故大江寛人牧師著、「そこんとこよろしく」を全掲載
大好きな祖母が福音を聞かずに死にました。祖母が天国へ行ったのでなければ、私だけ天国へ行くのはいやなのですが。
キリストの救いを受けた者は天国へ、その他の者は他のところへ、と原則が定められていますが、個々人について、私たちは判断できません。ただ神さまの憐れみを祈るのみです。
イエスさまがラザロのお話をされたとき、「彼らまでこんな苦しみの場所に来ることのないように」(ルカによる福音書 16章28節)とラザロが願った、と語られました。すでに亡くなられた方々は、今どこにいるにせよ、この世で共に生きた愛する人が楽しい幸せな未来へと進んでいくことを願っている。そのことだけは間違いありません。もし彼らが地獄へ行っているとしたら、なおさらのこと、私たちの救いを望んでおられます。私たちがイエスを信じて天国へ行くことが、何よりの供養になるのです。

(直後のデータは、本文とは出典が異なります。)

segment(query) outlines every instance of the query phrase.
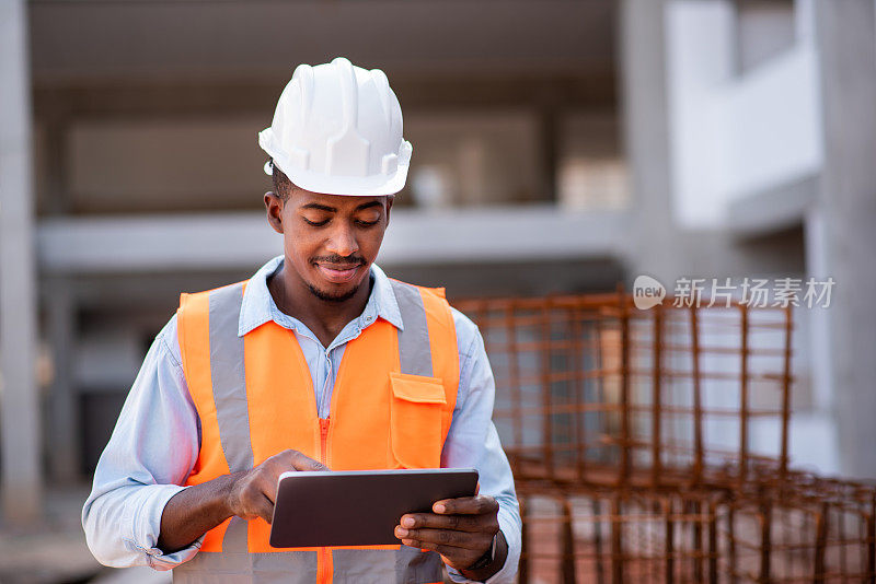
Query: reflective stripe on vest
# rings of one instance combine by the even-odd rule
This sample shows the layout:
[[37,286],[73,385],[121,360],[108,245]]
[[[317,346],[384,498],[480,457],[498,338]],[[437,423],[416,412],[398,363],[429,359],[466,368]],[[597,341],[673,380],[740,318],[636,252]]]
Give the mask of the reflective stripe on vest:
[[[403,328],[378,319],[350,340],[331,416],[320,420],[292,331],[273,320],[238,336],[244,283],[183,294],[183,369],[201,425],[186,484],[245,470],[286,448],[336,470],[440,466],[459,384],[456,329],[442,291],[392,281]],[[434,552],[404,546],[272,548],[262,519],[205,535],[174,582],[440,582]]]

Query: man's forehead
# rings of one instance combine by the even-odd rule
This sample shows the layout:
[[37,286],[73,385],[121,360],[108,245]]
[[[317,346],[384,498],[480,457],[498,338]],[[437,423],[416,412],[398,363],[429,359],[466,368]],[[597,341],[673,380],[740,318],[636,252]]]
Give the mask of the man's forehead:
[[350,197],[345,195],[325,195],[303,189],[296,189],[295,203],[299,208],[321,209],[324,211],[339,211],[342,209],[368,209],[383,207],[387,196],[379,197]]

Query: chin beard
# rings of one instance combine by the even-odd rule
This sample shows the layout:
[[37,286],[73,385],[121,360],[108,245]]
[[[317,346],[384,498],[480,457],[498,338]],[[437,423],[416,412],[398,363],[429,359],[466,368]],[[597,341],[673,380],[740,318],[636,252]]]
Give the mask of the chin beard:
[[316,296],[318,299],[320,299],[320,300],[322,300],[324,302],[344,302],[344,301],[347,301],[347,300],[351,299],[354,295],[356,295],[356,292],[359,291],[359,287],[360,285],[361,285],[361,283],[356,284],[349,291],[341,293],[341,294],[330,294],[327,292],[323,292],[322,290],[320,290],[319,288],[316,288],[316,287],[314,287],[313,284],[310,284],[310,283],[308,283],[308,290],[310,290],[311,294],[313,294],[314,296]]

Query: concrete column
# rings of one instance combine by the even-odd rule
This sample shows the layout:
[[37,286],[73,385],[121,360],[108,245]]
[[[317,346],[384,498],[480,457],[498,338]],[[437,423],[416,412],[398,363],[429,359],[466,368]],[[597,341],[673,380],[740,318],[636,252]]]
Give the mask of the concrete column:
[[647,273],[670,287],[685,266],[672,219],[666,5],[666,0],[623,0],[620,10],[620,93],[636,213],[629,248],[634,273],[627,285]]
[[26,2],[0,0],[0,486],[4,519],[21,524],[42,491],[31,132]]
[[46,324],[55,373],[47,429],[49,477],[65,484],[76,481],[81,471],[80,420],[72,372],[76,302],[72,284],[67,278],[53,278],[46,285]]
[[816,0],[828,270],[840,466],[876,478],[876,1]]

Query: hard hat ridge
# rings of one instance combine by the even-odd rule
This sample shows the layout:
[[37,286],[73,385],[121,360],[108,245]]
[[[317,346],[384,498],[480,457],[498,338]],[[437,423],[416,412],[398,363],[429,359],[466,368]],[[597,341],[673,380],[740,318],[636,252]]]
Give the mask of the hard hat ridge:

あなたが自身の存在について考えてごらんなさい。あなたはご両親の愛と涙と汗の結晶です。そのご両親も祖父母の苦労の実です。その祖父母にもご両親がおられたわけです。何十代にもわたって人々が営々と命を育み、いとおしんでこられたのは、あなたを今日ここに生かすためだった、と言うことができます。
彼らの労苦は、あなたに本当の意味において、幸福になってもらうためだったのです。ですから、あなたには、幸福にならなければならない義務があります。この世だけでなく、神さまの御許(みもと)でも、幸せに生き続けなければなりません。そうなったとき、たとえ福音を聞いていなくても、あなたのご先祖さまたちの生涯は報われます。彼らの営みには意味があったのですから。イエスさまはそんな形で憐れみを表わされるのではないでしょうか。